Il est évident qu’il n’a pas connu l’explosion offensive que tout le monde espérait après avoir terminé sa saison de rookie sur les chapeaux de la fête. Même si cela ne marque pas la fin de sa carrière en NBA, ni de son passage chez les Atlanta Hawks, il est indéniable que son évolution ne s’est pas déroulée comme prévu.
Après son retour de blessure la saison dernière, Zaccharie Risacher avait terminé l’année de manière impressionnante. Les supporters, qui avaient tant souffert, pouvaient enfin se sentir rassurés quant au pari pris par la direction en sélectionnant un choix n° 1 atypique lors d’une draft de faible niveau.

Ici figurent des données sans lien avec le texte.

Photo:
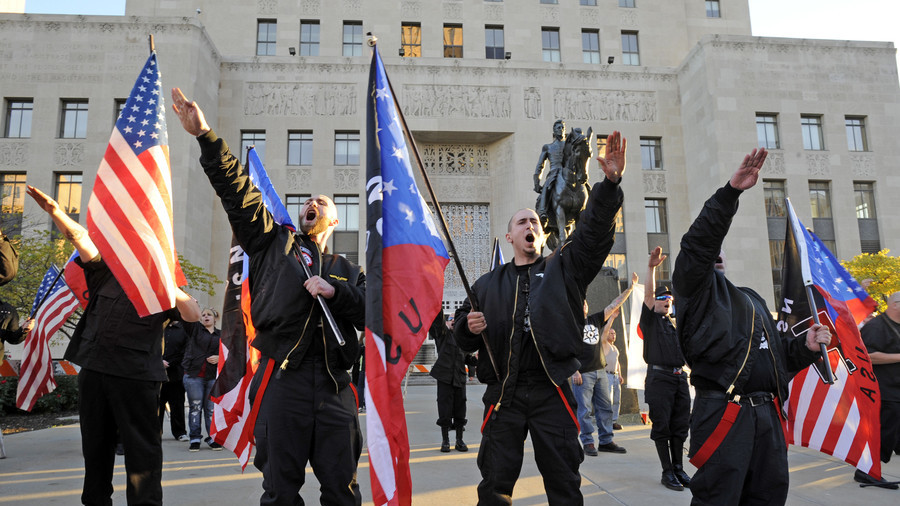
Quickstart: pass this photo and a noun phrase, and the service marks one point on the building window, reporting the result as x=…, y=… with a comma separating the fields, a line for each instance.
x=293, y=203
x=630, y=53
x=73, y=121
x=346, y=233
x=774, y=193
x=18, y=118
x=352, y=38
x=820, y=199
x=265, y=37
x=411, y=40
x=12, y=202
x=590, y=46
x=856, y=133
x=346, y=148
x=811, y=127
x=494, y=48
x=300, y=148
x=651, y=153
x=767, y=131
x=655, y=210
x=452, y=41
x=309, y=38
x=255, y=138
x=865, y=200
x=550, y=44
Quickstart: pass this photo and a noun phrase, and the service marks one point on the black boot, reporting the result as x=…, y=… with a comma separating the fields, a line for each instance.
x=668, y=477
x=460, y=445
x=677, y=448
x=445, y=444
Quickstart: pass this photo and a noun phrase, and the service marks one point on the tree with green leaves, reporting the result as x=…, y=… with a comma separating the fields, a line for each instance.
x=882, y=269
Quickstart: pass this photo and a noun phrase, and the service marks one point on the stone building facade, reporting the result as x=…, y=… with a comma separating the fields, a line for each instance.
x=481, y=83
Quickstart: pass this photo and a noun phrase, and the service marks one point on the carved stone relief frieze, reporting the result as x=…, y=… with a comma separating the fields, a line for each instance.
x=13, y=154
x=298, y=178
x=577, y=104
x=284, y=99
x=346, y=179
x=456, y=101
x=654, y=182
x=818, y=164
x=68, y=153
x=532, y=103
x=774, y=165
x=862, y=166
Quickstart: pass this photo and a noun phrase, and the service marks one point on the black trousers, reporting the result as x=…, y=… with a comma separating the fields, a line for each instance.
x=670, y=404
x=109, y=406
x=535, y=409
x=451, y=405
x=172, y=393
x=302, y=419
x=890, y=428
x=750, y=466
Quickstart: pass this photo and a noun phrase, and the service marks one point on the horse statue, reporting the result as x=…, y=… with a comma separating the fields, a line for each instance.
x=564, y=193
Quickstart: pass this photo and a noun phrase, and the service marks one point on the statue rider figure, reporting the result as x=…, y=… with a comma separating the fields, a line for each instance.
x=554, y=153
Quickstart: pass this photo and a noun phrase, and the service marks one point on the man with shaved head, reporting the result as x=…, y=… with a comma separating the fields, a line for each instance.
x=531, y=314
x=307, y=413
x=882, y=338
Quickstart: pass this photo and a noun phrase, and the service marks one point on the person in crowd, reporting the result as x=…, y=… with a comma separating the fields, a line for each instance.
x=531, y=311
x=665, y=387
x=739, y=361
x=172, y=393
x=201, y=358
x=881, y=336
x=450, y=372
x=307, y=412
x=120, y=355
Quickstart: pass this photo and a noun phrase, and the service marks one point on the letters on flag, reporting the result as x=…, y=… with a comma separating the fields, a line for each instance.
x=405, y=259
x=36, y=371
x=130, y=209
x=840, y=419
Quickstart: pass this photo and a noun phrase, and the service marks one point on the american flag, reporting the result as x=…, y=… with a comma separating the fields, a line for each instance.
x=130, y=210
x=36, y=371
x=405, y=259
x=841, y=419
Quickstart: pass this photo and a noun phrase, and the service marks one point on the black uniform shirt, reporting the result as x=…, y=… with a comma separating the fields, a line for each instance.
x=660, y=341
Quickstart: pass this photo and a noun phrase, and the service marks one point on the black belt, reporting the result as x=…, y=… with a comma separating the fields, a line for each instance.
x=673, y=370
x=753, y=398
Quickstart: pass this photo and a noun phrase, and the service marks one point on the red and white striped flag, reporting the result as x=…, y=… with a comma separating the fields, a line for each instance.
x=130, y=210
x=36, y=372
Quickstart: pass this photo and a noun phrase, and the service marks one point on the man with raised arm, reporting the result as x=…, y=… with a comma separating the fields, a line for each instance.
x=307, y=412
x=122, y=370
x=532, y=315
x=740, y=363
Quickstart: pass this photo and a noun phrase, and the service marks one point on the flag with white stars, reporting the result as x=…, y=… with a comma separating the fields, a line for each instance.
x=405, y=260
x=840, y=419
x=53, y=305
x=130, y=210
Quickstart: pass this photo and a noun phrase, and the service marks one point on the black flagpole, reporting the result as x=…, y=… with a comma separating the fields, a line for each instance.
x=440, y=213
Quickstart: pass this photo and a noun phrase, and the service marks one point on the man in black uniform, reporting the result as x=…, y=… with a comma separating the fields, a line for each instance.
x=307, y=412
x=450, y=372
x=738, y=361
x=120, y=355
x=532, y=316
x=665, y=388
x=882, y=338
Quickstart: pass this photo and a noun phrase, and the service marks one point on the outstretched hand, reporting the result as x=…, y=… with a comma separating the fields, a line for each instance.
x=189, y=113
x=47, y=204
x=748, y=173
x=613, y=164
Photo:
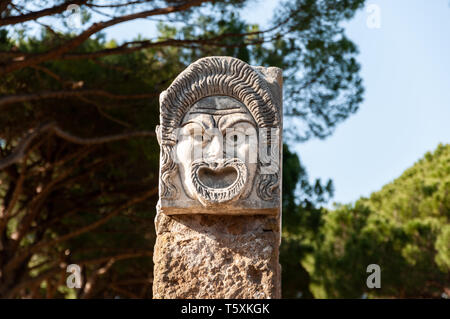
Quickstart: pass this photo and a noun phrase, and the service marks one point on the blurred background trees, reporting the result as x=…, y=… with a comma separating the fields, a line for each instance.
x=79, y=158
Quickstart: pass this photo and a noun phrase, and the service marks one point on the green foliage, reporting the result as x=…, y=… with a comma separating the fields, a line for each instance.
x=61, y=188
x=404, y=228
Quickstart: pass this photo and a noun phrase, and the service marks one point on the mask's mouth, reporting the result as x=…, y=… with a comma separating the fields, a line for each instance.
x=219, y=181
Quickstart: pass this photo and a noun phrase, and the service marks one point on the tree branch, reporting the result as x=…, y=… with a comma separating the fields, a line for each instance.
x=19, y=151
x=38, y=14
x=70, y=93
x=94, y=28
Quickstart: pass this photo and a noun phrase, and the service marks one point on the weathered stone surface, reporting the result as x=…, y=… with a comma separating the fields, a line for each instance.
x=219, y=213
x=201, y=256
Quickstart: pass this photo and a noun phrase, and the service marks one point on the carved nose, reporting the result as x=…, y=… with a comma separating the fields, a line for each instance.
x=214, y=149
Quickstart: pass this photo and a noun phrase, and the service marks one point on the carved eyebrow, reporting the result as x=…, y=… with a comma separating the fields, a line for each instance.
x=199, y=123
x=234, y=122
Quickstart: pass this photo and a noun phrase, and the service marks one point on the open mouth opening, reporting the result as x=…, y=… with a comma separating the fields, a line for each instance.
x=217, y=178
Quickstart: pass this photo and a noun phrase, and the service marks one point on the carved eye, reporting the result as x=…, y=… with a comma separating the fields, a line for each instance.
x=234, y=138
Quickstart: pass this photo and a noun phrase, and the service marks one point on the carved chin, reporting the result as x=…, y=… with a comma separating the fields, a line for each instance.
x=218, y=182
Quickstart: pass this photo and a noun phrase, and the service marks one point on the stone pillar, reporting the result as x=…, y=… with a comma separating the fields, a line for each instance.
x=218, y=218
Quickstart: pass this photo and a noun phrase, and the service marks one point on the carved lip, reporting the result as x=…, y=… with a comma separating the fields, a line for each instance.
x=218, y=182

Cette saison, c’est une autre histoire. Son impact offensif et son efficacité ont tous deux baissé par rapport à sa saison de rookie, et ce recul n’a pas été compensé par des améliorations notables dans d’autres aspects du jeu.

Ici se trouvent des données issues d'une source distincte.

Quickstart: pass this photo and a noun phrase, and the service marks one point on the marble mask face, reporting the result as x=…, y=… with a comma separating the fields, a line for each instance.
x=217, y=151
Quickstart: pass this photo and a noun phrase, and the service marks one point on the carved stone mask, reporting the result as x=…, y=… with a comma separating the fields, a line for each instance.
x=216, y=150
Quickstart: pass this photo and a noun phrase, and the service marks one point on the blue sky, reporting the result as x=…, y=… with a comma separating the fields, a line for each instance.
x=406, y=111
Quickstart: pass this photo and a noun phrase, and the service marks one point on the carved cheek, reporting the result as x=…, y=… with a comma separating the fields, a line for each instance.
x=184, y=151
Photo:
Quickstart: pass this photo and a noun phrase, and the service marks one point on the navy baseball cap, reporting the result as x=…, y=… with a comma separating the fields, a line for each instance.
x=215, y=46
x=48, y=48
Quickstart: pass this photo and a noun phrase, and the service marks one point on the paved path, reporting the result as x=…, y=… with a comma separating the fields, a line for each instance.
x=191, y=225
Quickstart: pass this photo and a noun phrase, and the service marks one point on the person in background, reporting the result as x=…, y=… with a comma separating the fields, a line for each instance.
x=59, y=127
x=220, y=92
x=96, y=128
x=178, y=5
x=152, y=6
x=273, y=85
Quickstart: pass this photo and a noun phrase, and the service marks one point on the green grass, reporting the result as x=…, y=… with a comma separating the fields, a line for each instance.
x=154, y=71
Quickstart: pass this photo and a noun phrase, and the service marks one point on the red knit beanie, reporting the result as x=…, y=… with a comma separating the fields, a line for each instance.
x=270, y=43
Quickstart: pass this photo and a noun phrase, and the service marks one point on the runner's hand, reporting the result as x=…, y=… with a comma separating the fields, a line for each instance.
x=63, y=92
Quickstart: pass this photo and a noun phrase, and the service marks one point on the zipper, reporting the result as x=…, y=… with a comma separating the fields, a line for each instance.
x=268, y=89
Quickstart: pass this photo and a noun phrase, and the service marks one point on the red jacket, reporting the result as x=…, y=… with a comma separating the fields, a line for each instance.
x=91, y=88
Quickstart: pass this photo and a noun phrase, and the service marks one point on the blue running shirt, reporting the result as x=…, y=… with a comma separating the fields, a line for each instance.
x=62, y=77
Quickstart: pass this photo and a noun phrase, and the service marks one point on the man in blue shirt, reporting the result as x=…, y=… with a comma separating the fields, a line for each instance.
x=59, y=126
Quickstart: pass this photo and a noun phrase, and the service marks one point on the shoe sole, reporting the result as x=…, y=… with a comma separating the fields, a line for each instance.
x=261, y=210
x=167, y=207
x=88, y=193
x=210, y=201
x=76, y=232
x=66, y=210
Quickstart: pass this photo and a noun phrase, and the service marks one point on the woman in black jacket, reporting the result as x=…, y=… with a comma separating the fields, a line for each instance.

Il a affiché une moyenne de 9,6 points, 3,8 rebonds et 1,1 passe décisive en 22,4 minutes par match, avec 45,5 % de réussite aux tirs, 36,8 % à trois points et seulement 64,4 % sur la ligne des lancers francs, en 67 matchs, dont 46 en tant que titulaire.

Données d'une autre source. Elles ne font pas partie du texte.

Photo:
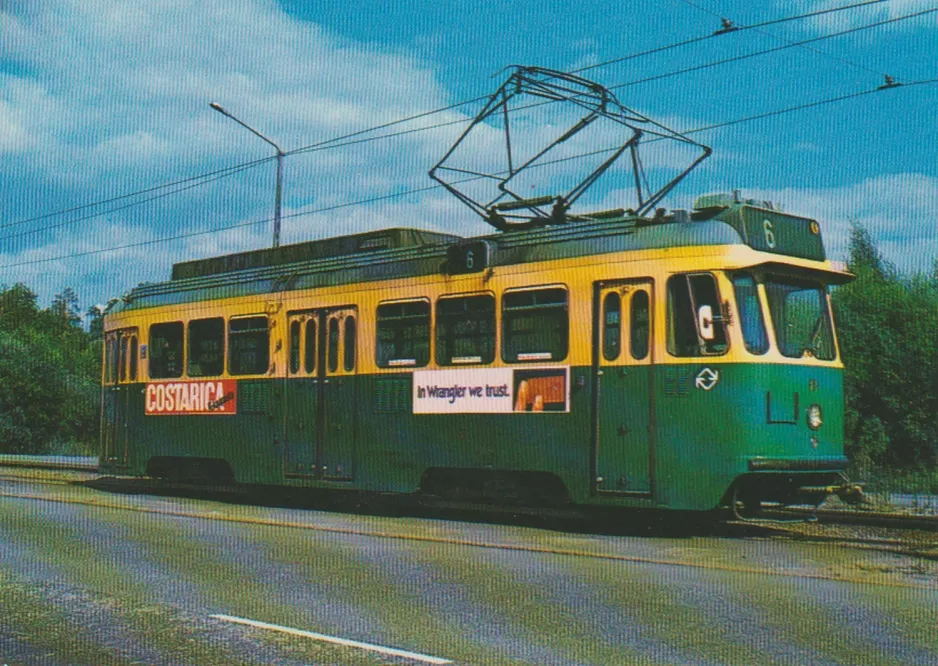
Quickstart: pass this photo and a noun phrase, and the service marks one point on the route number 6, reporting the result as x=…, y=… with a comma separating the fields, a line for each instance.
x=769, y=233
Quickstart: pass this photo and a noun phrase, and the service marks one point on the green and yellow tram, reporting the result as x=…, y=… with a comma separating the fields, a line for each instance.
x=684, y=360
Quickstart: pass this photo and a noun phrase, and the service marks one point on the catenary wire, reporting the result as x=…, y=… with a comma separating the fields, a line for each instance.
x=746, y=56
x=40, y=230
x=233, y=168
x=395, y=195
x=340, y=141
x=719, y=33
x=777, y=38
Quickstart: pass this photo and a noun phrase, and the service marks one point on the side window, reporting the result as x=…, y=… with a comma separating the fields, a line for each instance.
x=750, y=314
x=535, y=325
x=612, y=326
x=403, y=334
x=128, y=356
x=639, y=325
x=123, y=358
x=350, y=343
x=695, y=322
x=465, y=329
x=206, y=348
x=133, y=357
x=110, y=359
x=309, y=360
x=166, y=350
x=294, y=347
x=248, y=346
x=333, y=344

Ces chiffres marquent un recul par rapport à sa saison de rookie, durant laquelle il s’était imposé comme un pilier régulier de l’effectif d’Atlanta. Ce changement ne s’est pas limité aux statistiques. Zaccharie Risacher a débuté la saison en tant que titulaire, mais a finalement été remplacé dans le cinq de départ par CJ McCollum à la suite d’une défaite décevante face à Miami, qui a fait chuter le bilan d’Atlanta à 27 victoires pour 31 défaites. Au départ, les Hawks avaient souligné que cette décision visait à favoriser son développement plutôt qu’à le punir.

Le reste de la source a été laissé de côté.